Discussion

profilereddygs17
DataVisualizationResearch.docx

Section 1: Discuss Topic Background (Citations are required)

Data set is nothing but collection of data. We have data set name as G4ResumeNames. It contains the information about candidate's subtleties we needed in recruiting the worker. In our research paper we are focusing on various fields from data set industry, received call, number of resumes, and experience based on open position. We are working on Industry, no of resume received by enterprises. The data set corresponds with the database tables that represents different variable on the columns and the row corresponds to the given record of the data set in questions (Waskom & etal, 2020).

During the interpretation of their data different data sets we will identify the different plots points and directions and come up with different visualization to show and denote the form of distribution by comparing the candidates experiences and the positions they are looking forward to get there employment. We are presenting the different visualization in our research utilizing bar chart, pie chart, and box plot. Utilizing the data set information of the candidates we will compare the experience of different workers with their position.

Dataset: G4Resumenames

From the given raw data set file “G4Resumenames1”, from the analysis we have identified some of the key factor. From the Analysis we have also build various data visualization reported in the form of :

· Bar Plot

· Pie Chart

· Box plot

We have installed the following packages to develop these data analysis:

1. install.packages("dplyr")

This package provides a set of tools for efficiently manipulating datasets in R.

The main purpose to use this dplyr is faster, has a more consistent API and should be easier to use.

2. install.packages("skimr")

The skim function is a good addition to the summary function. It displays most of the numerical attributes from summary, but it also displays missing values, more quantile information, and an inline histogram for each variable!

3. Install devtools package.

install.packages("devtools")

library(devtools)

Commands used to Build the Data Report from the given Data Report:

Tools: R Studio

Following Commands used to build the project from the Data Analysis perspective:

1.

VIS_Dat:

The Vis_dat() function of the visdat package is a great way to visualize the data type and missing data within a data frame.

2.

> library(skimr)

> skim(G4ResumeNames1)

The skim function is a good addition to the summary function. Which displays most of the numerical attributes from summary, but it also displays missing values, more quantile information, and an inline histogram for each variable!

3. Head:

To begin, we are going to run the head function, which allows us to see the first 6 rows by default. We are going to override the default and ask to preview the first 20 rows.

> head(G4ResumeNames1, 20)

5. G4ResumeNames1 - Loads all the values and display about the table.

G4ResumeNames1$ethnicity - Displaying a particular column as a group.

G4ResumeNames1[1,2] - to precisely pick the respective value from the table.

dim(G4ResumeNames1) - Display the dimension of the table.

6. Creating Data explorer: (output will be generated in separate HTML File)

library(DataExplorer)

DataExplorer::create_report(G4ResumeNames1)

Missing Data Profile:

From the R Studio, using the given raw data, as I have analyzed they were no “Null” data nor a missing profile.
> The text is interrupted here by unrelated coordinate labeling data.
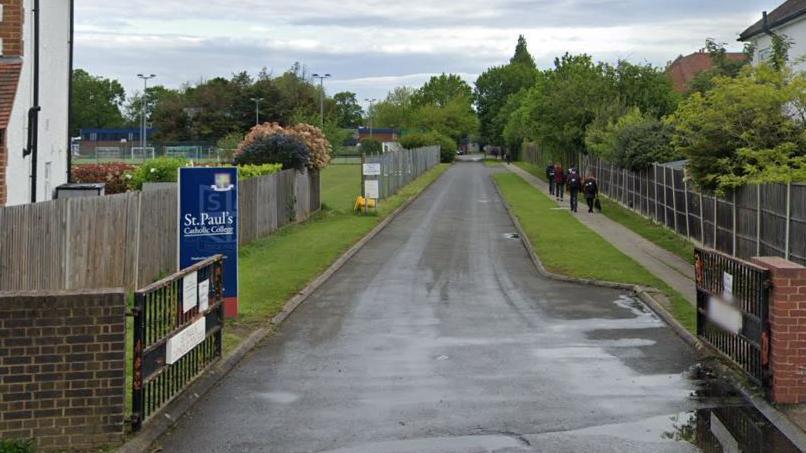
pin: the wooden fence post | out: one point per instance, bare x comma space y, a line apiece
758, 220
685, 199
674, 200
788, 218
734, 223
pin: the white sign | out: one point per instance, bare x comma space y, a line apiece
183, 342
190, 292
204, 296
372, 169
725, 315
371, 189
727, 284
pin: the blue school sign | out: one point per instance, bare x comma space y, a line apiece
208, 223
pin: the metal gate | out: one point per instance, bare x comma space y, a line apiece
176, 337
733, 309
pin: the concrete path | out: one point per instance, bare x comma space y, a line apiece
667, 266
440, 336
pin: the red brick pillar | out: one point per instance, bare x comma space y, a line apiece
787, 329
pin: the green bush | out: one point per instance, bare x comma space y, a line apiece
17, 446
252, 171
371, 146
418, 140
161, 169
278, 148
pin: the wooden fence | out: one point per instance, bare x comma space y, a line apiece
129, 240
754, 220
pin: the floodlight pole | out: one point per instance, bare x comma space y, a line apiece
143, 140
257, 110
322, 96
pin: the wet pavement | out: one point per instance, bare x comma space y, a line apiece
440, 336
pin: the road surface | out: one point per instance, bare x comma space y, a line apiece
440, 336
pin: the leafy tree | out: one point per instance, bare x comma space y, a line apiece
441, 91
496, 85
96, 102
644, 142
276, 148
418, 140
347, 111
732, 131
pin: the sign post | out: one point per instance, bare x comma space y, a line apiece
208, 225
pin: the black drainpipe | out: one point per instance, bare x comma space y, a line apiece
70, 97
33, 112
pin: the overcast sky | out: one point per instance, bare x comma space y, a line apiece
371, 46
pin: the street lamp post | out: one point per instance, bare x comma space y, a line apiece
257, 110
143, 140
322, 96
371, 103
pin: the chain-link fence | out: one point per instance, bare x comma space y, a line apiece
399, 168
753, 220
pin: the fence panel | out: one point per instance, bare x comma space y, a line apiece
128, 240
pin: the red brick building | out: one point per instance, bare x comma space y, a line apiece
684, 69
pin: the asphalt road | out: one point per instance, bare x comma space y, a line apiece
440, 336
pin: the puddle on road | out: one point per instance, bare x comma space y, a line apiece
725, 423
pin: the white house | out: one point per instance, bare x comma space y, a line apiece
789, 19
18, 94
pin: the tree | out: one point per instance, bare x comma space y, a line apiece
347, 111
732, 132
496, 85
441, 90
96, 102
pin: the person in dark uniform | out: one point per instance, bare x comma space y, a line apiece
574, 185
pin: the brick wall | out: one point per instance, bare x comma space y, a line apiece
62, 368
787, 330
11, 27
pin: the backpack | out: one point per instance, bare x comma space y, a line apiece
573, 181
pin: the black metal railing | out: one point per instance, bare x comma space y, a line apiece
175, 338
747, 345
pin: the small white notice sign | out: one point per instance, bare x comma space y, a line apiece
372, 169
727, 285
204, 296
190, 292
183, 342
371, 189
725, 315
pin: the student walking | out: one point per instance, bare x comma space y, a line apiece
574, 184
550, 177
559, 182
591, 190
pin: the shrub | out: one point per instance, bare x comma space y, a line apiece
314, 140
116, 176
371, 146
253, 171
317, 143
161, 169
276, 148
447, 145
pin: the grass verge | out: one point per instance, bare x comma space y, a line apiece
275, 268
554, 232
646, 228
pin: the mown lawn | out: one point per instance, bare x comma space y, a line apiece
554, 233
275, 268
649, 230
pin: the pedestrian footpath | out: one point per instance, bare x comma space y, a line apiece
667, 266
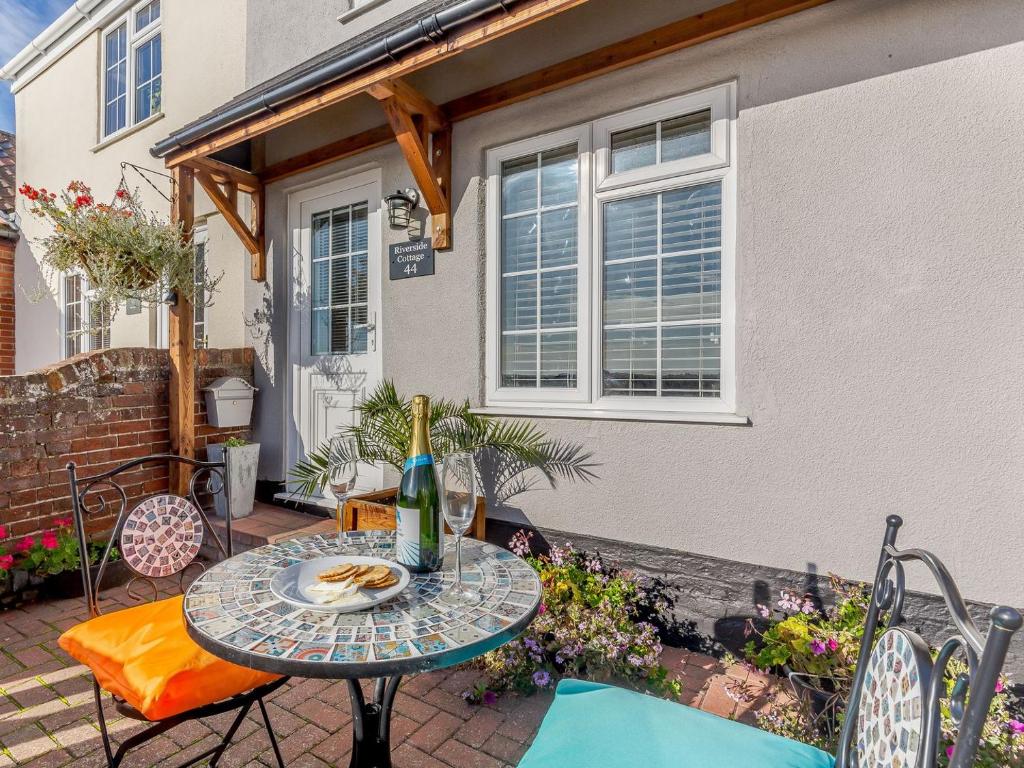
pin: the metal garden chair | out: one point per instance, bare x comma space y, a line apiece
142, 654
892, 717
The entire raw data set does not have any missing data as attached in figure 2.

Graphical user interface  Description automatically generated with low confidenceFigure 2: Missing Data Profile

Determining Minimum & Maximum Range value:

From the given record, every column as a specific value of minimum and maximum ranges of value. As we have taken 4 values from the given data set “Ethinicity, City, Experience and Industry”.

With the help of R studio, we were able to determine the Minimum, Maximum range of the project.

Below is the attachment of figure 3.

Graphical user interface, application  Description automatically generated

Figure 3: Minimum, Maximum range of value from the given raw data

Data Summary:

We at that point run the rundown capacity to show every segment, its information type, and a couple of different ascribes that are particularly valuable for numeric credits. We can see that for all the numeric credits, it additionally shows min, first quartile, middle, mean, third quartile, and max esteems.

This view helps the user to read and understand the values from the given raw or meta data.

Graphical user interface, application  Description automatically generated

Figure 4(a): Data Summary

Graphical user interface, application  Description automatically generated

Figure 4(b) – Data Summary

Data Profiling Report:

Creating Dataexplorer: (output will be generated in separate HTML File)

> library(DataExplorer)

> DataExplorer::create_report(G4ResumeNames1)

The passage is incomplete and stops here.